Generates data from the generative model implied by each Stan model family. Useful for testing parameter recovery and model validation.

Usage

sim_var(
  N,
  T_obs,
  p,
  K = 1L,
  family = c("bernoulli", "ordinal", "gaussian"),
  alpha = NULL,
  gamma = NULL,
  Phi = NULL,
  sigma = NULL,
  kappa = NULL,
  q = 0L,
  x_gen = NULL,
  sd_alpha = 0.5,
  sd_phi = 0.2,
  sd_gamma = NULL,
  re_temporal = FALSE,
  C = 5L,
  burnin = 500L,
  seed = NULL
)

Arguments

N

Integer. Number of subjects (groups).

T_obs

Integer. Number of time points per subject.

p

Integer. Number of outcome nodes.

K

Integer. AR order (default 1).

family

Character.
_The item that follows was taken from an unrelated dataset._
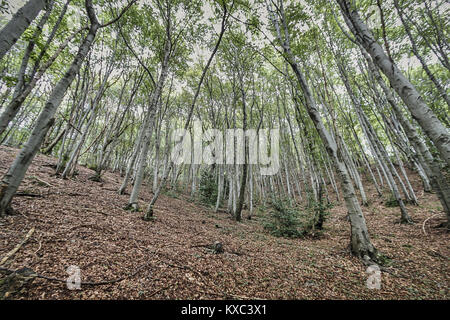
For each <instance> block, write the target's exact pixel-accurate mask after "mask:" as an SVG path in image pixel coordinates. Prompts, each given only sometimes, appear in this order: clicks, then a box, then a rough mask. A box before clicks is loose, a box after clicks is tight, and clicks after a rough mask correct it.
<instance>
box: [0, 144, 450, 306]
mask: <svg viewBox="0 0 450 320" xmlns="http://www.w3.org/2000/svg"><path fill="white" fill-rule="evenodd" d="M16 152H17V149H12V148H7V147H1V148H0V173H1V174H2V175H3V174H4V173H5V171H6V170H7V168H8V167H9V165H10V163H11V162H12V160H13V159H14V157H15V154H16ZM55 164H56V159H54V158H51V157H47V156H43V155H38V156H37V157H36V158H35V159H34V161H33V163H32V165H31V167H30V169H29V170H28V172H27V175H26V177H25V179H24V182H23V183H22V185H21V186H20V188H19V191H20V192H22V193H23V194H27V193H31V194H38V195H40V197H27V196H19V197H15V198H14V200H13V208H14V209H15V210H16V211H17V213H16V214H15V215H13V216H8V217H7V218H5V219H1V220H0V259H2V258H3V257H4V256H5V255H6V254H7V253H8V252H9V251H10V250H12V249H13V248H14V247H15V246H16V245H17V244H19V243H20V242H21V241H22V240H23V239H24V237H25V235H26V234H27V233H28V232H29V230H30V229H31V228H34V233H33V234H32V236H31V237H30V238H29V239H28V241H27V242H26V243H24V244H23V245H22V247H21V248H20V249H19V250H18V251H17V253H16V254H15V255H14V256H13V257H11V259H10V260H8V261H7V262H6V264H4V265H2V266H1V267H7V268H9V269H11V270H17V269H19V268H22V267H28V268H31V269H33V270H34V271H35V272H36V273H38V274H40V275H43V276H47V277H51V278H57V279H61V280H62V281H61V282H58V281H51V280H46V279H42V278H36V279H35V280H34V281H33V282H32V283H30V284H27V285H26V286H25V289H24V290H22V291H21V292H20V293H15V294H12V295H10V296H9V297H8V298H14V299H248V298H251V299H449V253H450V250H449V249H450V246H449V241H448V240H449V234H448V233H446V232H445V230H444V229H443V228H439V227H437V226H439V225H440V224H441V223H442V222H444V221H445V216H444V214H443V213H442V212H440V211H439V207H440V205H439V202H438V201H437V199H436V197H435V195H433V194H427V193H425V194H424V193H423V191H422V188H421V184H420V181H419V179H418V177H416V176H415V175H413V176H412V179H413V183H414V186H417V188H416V191H417V195H418V198H419V201H420V205H419V206H412V205H408V209H409V211H410V215H411V216H412V218H413V219H414V220H415V222H416V223H415V224H414V225H401V224H399V223H398V221H399V215H400V213H399V210H398V208H395V207H394V208H388V207H385V205H384V204H383V199H382V198H379V197H378V196H377V195H376V193H375V192H374V190H373V188H372V186H371V185H367V186H366V188H367V194H368V195H369V196H370V197H371V202H372V203H371V205H370V206H368V207H364V208H363V210H364V213H365V215H366V219H367V225H368V228H369V232H370V235H371V238H372V242H373V243H374V245H375V246H376V248H377V249H378V250H379V251H380V252H382V253H383V254H384V255H385V256H387V257H388V259H387V260H388V261H389V263H388V264H387V265H386V266H385V271H384V270H383V271H382V272H381V289H379V290H377V289H368V288H367V286H366V280H367V278H368V274H367V273H366V268H367V267H366V266H364V265H363V264H362V263H361V262H360V260H358V259H357V258H355V257H353V256H352V255H351V254H350V252H349V234H350V225H349V223H348V221H347V220H346V209H345V206H344V205H343V204H336V205H335V206H334V207H333V208H332V209H331V215H330V217H329V219H328V220H327V221H326V223H325V230H324V232H323V234H322V235H321V236H320V237H318V238H311V237H310V238H303V239H285V238H276V237H273V236H271V235H269V234H268V233H267V232H266V231H265V230H264V229H263V227H262V223H261V220H262V214H263V213H259V214H257V215H255V216H254V217H253V219H252V220H248V219H245V217H246V212H244V219H243V221H242V222H240V223H238V222H234V221H233V220H232V219H230V216H229V215H228V214H227V213H224V212H219V213H214V212H213V211H212V210H210V209H208V208H206V207H203V206H200V205H198V204H196V203H194V202H192V201H190V200H189V199H188V198H187V197H184V196H182V195H176V196H175V195H174V197H168V196H167V195H164V194H163V195H161V197H160V199H159V200H158V202H157V204H156V206H155V210H154V213H155V220H154V221H152V222H145V221H143V220H142V219H141V217H142V213H141V212H130V211H125V210H123V207H124V206H125V205H126V204H127V200H128V195H118V194H117V192H116V190H117V189H118V187H119V185H120V183H121V177H120V176H119V175H118V174H115V173H110V172H105V174H104V175H103V181H102V182H94V181H91V180H89V179H88V178H89V177H90V176H92V175H93V171H92V170H89V169H87V168H85V167H81V166H78V171H79V174H78V175H77V176H76V177H75V178H73V179H69V180H63V179H60V178H58V177H57V176H55V175H54V168H53V167H54V165H55ZM52 166H53V167H52ZM150 198H151V193H149V192H148V188H147V187H144V188H143V190H142V192H141V198H140V205H141V207H143V208H145V207H146V204H147V203H148V201H149V200H150ZM424 222H425V224H424ZM215 241H220V242H221V243H223V247H224V250H225V252H224V253H222V254H214V253H213V252H212V250H210V249H208V248H207V246H208V245H211V244H213V243H214V242H215ZM70 265H76V266H78V267H79V268H80V270H81V279H82V282H99V281H105V280H106V281H107V280H113V279H118V278H122V277H125V279H123V280H122V281H119V282H116V283H112V284H105V285H94V286H91V285H83V284H82V285H81V290H68V289H67V287H66V283H65V279H66V278H67V277H68V276H69V274H68V273H67V272H66V269H67V267H68V266H70ZM0 278H1V275H0Z"/></svg>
One of "bernoulli", "ordinal", "gaussian".

alpha

Numeric vector of length p. Population intercepts (on logit scale for bernoulli, identity for gaussian). For ordinal, this is absorbed into kappa and should be left NULL. Generated if NULL.

gamma

Matrix q x p. Population covariate effects. Generated if NULL and q > 0.

Phi

Matrix (p*K) x p. Population lag coefficients. Generated if NULL.

sigma

Numeric vector of length p. Residual SD per node (gaussian only). Generated if NULL.

kappa

List of p ordered vectors, each of length C-1. Cutpoints per node (ordinal only). Generated if NULL.

q

Integer. Number of covariates (default 0).

x_gen

Function f(N, T_obs) returning an N x T_obs x q array of covariates. If NULL, default generation is used.

sd_alpha

Numeric. SD of random intercepts (scalar or p-vector). Default 0.5. Set to 0 to simulate a fixed-effects-only model with no between-person variation in intercepts.

sd_phi

Numeric. SD of random lag coefficients (scalar or matrix). Default 0.2.

sd_gamma

Numeric or NULL. SD of random covariate slopes. NULL means no random slopes on covariates.

re_temporal

Logical. Include random slopes on lag predictors? Default FALSE.

C

Integer. Number of ordinal categories (ordinal only, default 5).

burnin

Integer. Number of time points to discard as warmup before recording data (default 500). The VAR process is simulated for burnin + T_obs time points per subject, and the first burnin are discarded. This allows the process to reach its stationary distribution before data collection begins.

seed

Integer or NULL. RNG seed.

Value

A list with two components:

data

A long-format data frame with columns id, t, y_1, ..., y_p, and optionally x_1, ..., x_q.

truth

A list of true generating parameters.

Details

To simulate a VAR without any random effects (i.e. all subjects share identical parameters), set sd_alpha = 0, re_temporal = FALSE (the default), and sd_gamma = NULL (the default).